Checking your assumptions
A workflow-based method to check the suitability of assumptions in complex statistical models gives researchers an efficient tool for selecting the right model.
King Abdullah University of Science & Technology (KAUST)
image: A new KAUST-developed workflow helps researchers efficiently test and validate the assumptions underlying complex statistical models to ensure more reliable results. © 2025 KAUST
Credit: © 2025 KAUST
A three-step model checking workflow has the potential to revolutionize how researchers evaluate the suitability of their statistical models for specific datasets. Developed by KAUST, the workflow is a computationally efficient alternative to existing model diagnostics that will give researchers more confidence in model selection[1].
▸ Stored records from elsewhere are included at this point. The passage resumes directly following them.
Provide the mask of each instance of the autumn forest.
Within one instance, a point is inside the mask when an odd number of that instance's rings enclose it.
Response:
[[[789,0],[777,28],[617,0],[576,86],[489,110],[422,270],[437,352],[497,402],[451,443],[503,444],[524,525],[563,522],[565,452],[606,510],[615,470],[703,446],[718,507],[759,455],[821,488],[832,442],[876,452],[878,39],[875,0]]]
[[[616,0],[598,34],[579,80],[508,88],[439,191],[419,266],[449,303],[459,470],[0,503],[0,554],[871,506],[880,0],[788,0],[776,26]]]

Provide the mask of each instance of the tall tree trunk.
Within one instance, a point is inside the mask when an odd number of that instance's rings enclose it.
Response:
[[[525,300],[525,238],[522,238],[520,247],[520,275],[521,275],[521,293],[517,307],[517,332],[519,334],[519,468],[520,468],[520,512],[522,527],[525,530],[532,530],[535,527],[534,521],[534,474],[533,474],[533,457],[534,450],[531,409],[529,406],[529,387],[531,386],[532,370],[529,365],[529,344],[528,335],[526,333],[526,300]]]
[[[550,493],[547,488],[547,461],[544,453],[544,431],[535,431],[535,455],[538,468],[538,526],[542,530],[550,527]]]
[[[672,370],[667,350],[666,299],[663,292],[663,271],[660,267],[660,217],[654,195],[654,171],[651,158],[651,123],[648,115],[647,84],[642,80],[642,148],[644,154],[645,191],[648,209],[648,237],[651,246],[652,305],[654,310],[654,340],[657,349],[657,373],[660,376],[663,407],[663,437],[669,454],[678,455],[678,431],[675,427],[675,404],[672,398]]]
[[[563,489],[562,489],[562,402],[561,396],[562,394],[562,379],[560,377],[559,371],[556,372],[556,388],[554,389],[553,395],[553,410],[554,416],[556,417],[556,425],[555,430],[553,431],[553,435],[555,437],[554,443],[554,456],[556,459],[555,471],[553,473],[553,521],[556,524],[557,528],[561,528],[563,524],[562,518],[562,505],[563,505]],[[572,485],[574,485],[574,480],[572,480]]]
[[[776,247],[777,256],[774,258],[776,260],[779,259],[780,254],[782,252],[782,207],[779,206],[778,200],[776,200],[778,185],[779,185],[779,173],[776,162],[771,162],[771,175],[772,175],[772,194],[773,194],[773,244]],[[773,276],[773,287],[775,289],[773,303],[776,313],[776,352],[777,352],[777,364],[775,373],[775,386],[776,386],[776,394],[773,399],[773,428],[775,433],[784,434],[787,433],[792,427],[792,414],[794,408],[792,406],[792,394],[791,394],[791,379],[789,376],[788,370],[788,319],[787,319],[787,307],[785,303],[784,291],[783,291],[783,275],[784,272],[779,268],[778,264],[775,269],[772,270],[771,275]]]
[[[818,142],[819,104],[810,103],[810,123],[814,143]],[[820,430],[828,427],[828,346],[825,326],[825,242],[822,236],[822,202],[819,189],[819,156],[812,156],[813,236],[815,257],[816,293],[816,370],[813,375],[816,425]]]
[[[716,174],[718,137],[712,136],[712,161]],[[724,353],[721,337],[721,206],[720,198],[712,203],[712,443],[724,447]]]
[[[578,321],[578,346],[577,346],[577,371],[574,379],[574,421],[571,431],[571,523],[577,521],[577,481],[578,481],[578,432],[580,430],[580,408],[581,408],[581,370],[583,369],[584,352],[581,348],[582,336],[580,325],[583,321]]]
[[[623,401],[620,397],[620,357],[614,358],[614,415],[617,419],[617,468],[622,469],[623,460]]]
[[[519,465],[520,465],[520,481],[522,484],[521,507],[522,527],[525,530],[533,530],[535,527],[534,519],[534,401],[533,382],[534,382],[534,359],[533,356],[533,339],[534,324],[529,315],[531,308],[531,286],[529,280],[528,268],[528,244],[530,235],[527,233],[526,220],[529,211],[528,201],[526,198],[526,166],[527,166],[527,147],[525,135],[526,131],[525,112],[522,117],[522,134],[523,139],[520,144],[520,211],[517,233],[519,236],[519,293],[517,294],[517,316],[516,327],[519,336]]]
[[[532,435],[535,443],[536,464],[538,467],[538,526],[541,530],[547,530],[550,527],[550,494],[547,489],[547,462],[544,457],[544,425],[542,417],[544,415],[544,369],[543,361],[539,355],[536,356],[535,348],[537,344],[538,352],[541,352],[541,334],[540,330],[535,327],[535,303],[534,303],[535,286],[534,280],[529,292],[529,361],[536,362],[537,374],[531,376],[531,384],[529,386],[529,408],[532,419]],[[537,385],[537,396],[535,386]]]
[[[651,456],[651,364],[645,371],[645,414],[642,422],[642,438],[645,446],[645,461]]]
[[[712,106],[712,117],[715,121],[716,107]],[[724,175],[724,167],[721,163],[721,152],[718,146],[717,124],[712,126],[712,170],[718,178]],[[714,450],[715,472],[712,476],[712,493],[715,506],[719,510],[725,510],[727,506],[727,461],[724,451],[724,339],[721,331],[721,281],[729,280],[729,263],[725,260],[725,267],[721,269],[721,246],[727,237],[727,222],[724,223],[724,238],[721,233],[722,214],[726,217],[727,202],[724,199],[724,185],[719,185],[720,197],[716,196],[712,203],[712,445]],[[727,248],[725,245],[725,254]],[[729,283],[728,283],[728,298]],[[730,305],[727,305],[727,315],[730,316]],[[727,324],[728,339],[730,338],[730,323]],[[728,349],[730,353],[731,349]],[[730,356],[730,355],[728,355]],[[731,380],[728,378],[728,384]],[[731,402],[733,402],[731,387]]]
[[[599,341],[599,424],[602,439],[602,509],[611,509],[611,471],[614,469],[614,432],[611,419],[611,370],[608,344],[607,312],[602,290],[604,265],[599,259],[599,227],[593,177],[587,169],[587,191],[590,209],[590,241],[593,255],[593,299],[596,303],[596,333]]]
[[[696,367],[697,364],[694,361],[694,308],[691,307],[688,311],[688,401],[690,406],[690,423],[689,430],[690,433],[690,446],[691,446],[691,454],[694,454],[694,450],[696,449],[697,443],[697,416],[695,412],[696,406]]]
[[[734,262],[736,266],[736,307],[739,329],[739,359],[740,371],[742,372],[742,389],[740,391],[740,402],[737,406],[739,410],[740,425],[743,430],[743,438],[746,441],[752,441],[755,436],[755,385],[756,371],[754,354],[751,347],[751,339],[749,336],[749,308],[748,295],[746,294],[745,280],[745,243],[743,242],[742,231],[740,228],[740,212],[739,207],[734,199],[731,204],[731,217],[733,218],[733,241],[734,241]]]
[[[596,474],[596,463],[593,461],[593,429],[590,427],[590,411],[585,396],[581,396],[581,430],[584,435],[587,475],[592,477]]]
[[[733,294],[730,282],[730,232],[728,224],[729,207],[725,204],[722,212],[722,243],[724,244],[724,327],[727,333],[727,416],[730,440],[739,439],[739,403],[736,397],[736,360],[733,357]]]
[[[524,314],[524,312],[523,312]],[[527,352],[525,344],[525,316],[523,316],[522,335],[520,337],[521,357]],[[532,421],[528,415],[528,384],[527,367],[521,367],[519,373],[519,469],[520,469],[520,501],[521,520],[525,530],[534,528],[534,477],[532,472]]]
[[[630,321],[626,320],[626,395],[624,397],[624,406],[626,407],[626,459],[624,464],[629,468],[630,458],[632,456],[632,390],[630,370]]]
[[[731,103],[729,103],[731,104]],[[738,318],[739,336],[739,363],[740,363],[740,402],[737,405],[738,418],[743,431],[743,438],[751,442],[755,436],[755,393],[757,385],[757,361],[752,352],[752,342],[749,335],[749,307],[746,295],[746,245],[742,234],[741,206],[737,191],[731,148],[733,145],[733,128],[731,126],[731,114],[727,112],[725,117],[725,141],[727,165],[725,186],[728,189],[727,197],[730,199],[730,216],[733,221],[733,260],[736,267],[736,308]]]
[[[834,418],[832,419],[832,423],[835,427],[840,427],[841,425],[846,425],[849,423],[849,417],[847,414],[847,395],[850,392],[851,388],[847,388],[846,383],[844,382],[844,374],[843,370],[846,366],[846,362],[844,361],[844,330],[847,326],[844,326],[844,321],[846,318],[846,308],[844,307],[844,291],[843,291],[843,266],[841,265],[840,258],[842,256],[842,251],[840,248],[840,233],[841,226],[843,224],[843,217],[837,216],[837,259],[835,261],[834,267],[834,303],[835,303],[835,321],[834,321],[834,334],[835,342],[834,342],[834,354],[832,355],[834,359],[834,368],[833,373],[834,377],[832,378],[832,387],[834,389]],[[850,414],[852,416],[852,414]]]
“When we build statistical models to analyze complex datasets, such as climate or biomedical data, we inevitably make assumptions about the underlying statistical distributions, dependencies, and how things change over space and time,” says Rafael Cabral from the research team. “But two crucial questions are often overlooked: ‘Are my model assumptions reasonable?’ and ‘If I change these assumptions, how much would that affect the final results such as predictions or decisions?’ We have developed a principles-based way to answer those questions.”
Modern statistical models often contain multiple layers and include hidden components that cannot be directly observed. Existing model-checking tools focus only on the top observable layer, and whether the model has a reasonable fit to the observed data. However, fit alone does not reveal whether the underlying structural assumptions – such as a ‘bell-curve’ Gaussian versus a skewed non-Gaussian distribution – are correct for the given dataset.
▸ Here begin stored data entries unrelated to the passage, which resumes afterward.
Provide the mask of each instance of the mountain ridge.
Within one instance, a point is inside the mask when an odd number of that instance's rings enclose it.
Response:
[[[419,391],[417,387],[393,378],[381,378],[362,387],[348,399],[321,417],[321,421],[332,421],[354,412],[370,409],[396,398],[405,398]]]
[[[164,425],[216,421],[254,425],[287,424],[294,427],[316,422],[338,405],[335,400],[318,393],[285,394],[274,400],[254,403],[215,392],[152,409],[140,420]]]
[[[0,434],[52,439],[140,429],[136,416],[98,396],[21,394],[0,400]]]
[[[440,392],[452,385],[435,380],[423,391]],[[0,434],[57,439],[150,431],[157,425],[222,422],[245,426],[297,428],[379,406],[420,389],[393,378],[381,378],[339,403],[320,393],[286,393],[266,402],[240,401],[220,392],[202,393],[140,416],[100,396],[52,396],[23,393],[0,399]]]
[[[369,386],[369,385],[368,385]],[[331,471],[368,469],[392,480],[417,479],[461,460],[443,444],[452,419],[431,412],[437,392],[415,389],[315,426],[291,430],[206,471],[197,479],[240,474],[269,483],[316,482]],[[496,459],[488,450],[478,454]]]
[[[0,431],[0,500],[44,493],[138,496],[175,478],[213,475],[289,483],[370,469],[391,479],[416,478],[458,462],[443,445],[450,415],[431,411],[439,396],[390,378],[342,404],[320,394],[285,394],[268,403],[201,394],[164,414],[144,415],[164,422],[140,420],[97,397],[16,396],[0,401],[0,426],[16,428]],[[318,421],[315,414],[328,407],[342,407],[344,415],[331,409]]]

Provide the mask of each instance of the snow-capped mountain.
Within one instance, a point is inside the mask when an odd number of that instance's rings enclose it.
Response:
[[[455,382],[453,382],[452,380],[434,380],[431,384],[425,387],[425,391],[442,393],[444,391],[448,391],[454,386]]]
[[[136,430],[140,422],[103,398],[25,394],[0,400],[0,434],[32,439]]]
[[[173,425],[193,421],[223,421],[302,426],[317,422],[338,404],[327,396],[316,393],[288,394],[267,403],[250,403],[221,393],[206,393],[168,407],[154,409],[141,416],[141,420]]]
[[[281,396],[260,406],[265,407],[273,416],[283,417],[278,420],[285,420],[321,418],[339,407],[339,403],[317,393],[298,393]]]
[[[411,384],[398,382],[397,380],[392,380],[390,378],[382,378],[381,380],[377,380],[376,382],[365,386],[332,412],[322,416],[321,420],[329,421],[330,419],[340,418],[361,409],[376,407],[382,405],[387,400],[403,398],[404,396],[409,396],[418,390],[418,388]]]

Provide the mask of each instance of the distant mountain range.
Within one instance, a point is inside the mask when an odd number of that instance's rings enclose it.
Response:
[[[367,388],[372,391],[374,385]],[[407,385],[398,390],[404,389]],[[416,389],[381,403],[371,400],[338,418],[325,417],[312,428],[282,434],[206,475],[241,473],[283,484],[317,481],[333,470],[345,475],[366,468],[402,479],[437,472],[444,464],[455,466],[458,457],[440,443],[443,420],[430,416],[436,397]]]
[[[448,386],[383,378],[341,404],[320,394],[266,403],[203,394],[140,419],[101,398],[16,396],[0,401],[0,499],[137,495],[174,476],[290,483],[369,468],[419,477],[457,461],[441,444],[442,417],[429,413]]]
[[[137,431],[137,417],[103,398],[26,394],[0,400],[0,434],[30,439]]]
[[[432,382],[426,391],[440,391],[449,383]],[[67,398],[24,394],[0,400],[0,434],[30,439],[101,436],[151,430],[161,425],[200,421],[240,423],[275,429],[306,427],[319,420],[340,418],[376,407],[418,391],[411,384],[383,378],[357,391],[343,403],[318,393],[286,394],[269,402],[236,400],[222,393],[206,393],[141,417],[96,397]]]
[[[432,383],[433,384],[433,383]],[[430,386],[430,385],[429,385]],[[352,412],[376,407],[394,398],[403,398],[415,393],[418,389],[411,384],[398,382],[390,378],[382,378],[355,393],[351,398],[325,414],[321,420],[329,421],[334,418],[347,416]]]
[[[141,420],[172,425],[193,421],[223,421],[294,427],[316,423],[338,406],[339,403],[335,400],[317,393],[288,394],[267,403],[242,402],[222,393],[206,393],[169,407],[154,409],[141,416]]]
“When a model is flawed, several problems can arise,” says Cabral. “For instance, if we incorrectly assume a Gaussian distribution for spatial models when in fact the data is non-Gaussian, we might smooth away important local patterns, which could significantly affect our conclusions and produce poor predictions.”
Existing tools work well for checking simple statistical models, but cannot check assumptions embedded in hidden layers in complex hierarchical models. While complex models can be compared with other models to gauge their suitability, fitting multiple complex alternative models is computationally expensive, often practically infeasible, and provides little insight into which assumptions need to be reconsidered.
Cabral, with the chair of the Statistics Program Håvard Rue, and KAUST colleague David Bolin, instead applied a systematic approach to this problem by setting up a three-step process aimed specifically to test the validity of model assumptions.
“First, we fit the candidate model to the data as usual. Second, we identify a plausible alternative model that relaxes some assumptions, such as allowing for non-Gaussian, rather than Gaussian distributions. Third, we compute how sensitive the results are to small perturbations toward this alternative model. Unlike other methods, we can perform this sensitivity analysis using the initial model alone, without the computational expense of fitting alternative models,” Cabral says.
Building on a classic 1980s theory of statistical robustness, the researchers extended the idea to modern hierarchical models, and connected it with a model checking approach. In application to a dataset of air pressure data from the American Pacific Northwest, their method showed that failing to account for non-Gaussian features led to poor predictions near areas with sharp variations in local air pressure.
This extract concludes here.